Копаясь в буквах, я глушу и заново завожу машину не менее шести раз. Да, я действительно могу быть уверенным, что она скорее в порядке, чем нет. Я могу понять, что она договорилась с кем-то снаружи включить свет в нужный момент, но как они добились нужного поведения от машины? Какое-то дистанционное устройство. Столько подготовки — ради чего?
Машина заведена и выглядит в порядке, если верить индикации. Включив ближний свет и щелкнув левым поворотником, я трогаюсь. Медленно, но не дело не в разумном ограничении. Мне нужно смотреть не только вперед и в зеркала, но и по сторонам — и куда внимательнее.
Никого ни по сторонам, ни сзади не видно. В машину снаружи медленно просачивается сладковато-приторный запах формалина и немного склепной гнили.
Машина заводится все 6 раз и безукоризненно подчиняется всем твоим действиям.

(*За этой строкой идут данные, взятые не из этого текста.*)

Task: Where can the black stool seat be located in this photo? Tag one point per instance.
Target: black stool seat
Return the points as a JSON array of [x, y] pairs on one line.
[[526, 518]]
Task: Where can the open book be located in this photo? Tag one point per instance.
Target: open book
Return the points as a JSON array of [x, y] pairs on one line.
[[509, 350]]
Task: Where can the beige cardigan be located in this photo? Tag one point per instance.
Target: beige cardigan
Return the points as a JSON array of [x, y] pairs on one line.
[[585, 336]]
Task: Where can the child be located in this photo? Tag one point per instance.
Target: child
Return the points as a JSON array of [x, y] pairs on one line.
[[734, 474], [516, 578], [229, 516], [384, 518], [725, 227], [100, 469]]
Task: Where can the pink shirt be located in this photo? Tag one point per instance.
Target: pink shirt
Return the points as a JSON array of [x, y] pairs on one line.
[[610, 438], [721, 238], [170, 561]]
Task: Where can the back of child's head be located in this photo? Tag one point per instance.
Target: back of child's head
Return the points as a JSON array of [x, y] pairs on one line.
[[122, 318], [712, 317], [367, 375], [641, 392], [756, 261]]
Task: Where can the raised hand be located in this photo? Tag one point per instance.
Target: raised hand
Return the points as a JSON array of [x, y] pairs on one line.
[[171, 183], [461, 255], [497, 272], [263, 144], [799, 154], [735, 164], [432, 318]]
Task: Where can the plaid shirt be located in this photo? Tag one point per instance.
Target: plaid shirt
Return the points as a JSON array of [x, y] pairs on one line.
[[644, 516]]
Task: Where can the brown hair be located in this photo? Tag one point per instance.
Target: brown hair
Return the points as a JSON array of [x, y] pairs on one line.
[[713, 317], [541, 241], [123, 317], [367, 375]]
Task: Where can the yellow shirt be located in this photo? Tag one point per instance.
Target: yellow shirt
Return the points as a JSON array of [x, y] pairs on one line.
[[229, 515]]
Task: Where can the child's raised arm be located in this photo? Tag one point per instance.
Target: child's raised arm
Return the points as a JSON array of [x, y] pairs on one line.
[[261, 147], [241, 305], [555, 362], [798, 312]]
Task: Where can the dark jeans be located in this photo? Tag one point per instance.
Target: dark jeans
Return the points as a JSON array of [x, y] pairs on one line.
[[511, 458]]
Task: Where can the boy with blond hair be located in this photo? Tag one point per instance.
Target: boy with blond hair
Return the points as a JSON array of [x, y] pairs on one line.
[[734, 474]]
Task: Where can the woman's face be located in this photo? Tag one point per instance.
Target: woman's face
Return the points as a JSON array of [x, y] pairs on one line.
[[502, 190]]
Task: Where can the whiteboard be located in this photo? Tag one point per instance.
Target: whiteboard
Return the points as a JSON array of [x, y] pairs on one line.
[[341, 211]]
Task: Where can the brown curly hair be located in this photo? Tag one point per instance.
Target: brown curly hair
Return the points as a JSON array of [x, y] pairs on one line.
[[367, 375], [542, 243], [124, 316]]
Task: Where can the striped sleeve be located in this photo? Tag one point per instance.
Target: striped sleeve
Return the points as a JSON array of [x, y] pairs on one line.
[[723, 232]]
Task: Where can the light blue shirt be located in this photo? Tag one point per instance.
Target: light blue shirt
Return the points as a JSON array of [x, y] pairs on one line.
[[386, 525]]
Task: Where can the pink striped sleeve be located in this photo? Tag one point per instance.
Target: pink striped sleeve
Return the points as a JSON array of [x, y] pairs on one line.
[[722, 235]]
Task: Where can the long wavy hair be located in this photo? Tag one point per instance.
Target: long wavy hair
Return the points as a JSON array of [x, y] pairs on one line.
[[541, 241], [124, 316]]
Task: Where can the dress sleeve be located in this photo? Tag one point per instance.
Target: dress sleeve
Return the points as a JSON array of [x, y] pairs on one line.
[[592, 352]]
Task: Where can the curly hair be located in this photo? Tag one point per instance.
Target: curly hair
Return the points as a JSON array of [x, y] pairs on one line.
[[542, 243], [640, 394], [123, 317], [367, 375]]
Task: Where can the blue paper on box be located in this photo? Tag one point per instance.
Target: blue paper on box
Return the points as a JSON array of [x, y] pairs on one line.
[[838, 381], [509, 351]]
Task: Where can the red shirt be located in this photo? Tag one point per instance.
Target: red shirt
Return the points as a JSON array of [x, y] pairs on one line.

На бетонном полу перед машиной ты видишь белую стрелку, нанесенную краской. Впереди метрах в 50-и в свете люминисцентных ламп виднеется тяжелая металлическая перегородка и шлагбаум. Над воротами красная лампочка сменяется зеленой, и шлагбаум начинает приподниматься, так же, как и перегородка.
Прекрасно — здесь предусмотрено движение на автомобиле! Автоматика работает, как нужно — это тоже хорошая новость (хотя я не люблю шлагбаумы, объехать его другим маршрутом не представляется возможным). Я продолжаю движение, придерживаясь направления, указанного стрелками.
Что это все-таки за место? Запахи, как в морге, но в морг не приносят цветов. Должно быть, какой-то склеп для тех, кого не устраивают кремация и ингумация, а содержание фамильной усыпальницы не по средствам.
Ты въезжаешь в открывшиеся ворота, и видишь, что тебе навстречу едут другие машины.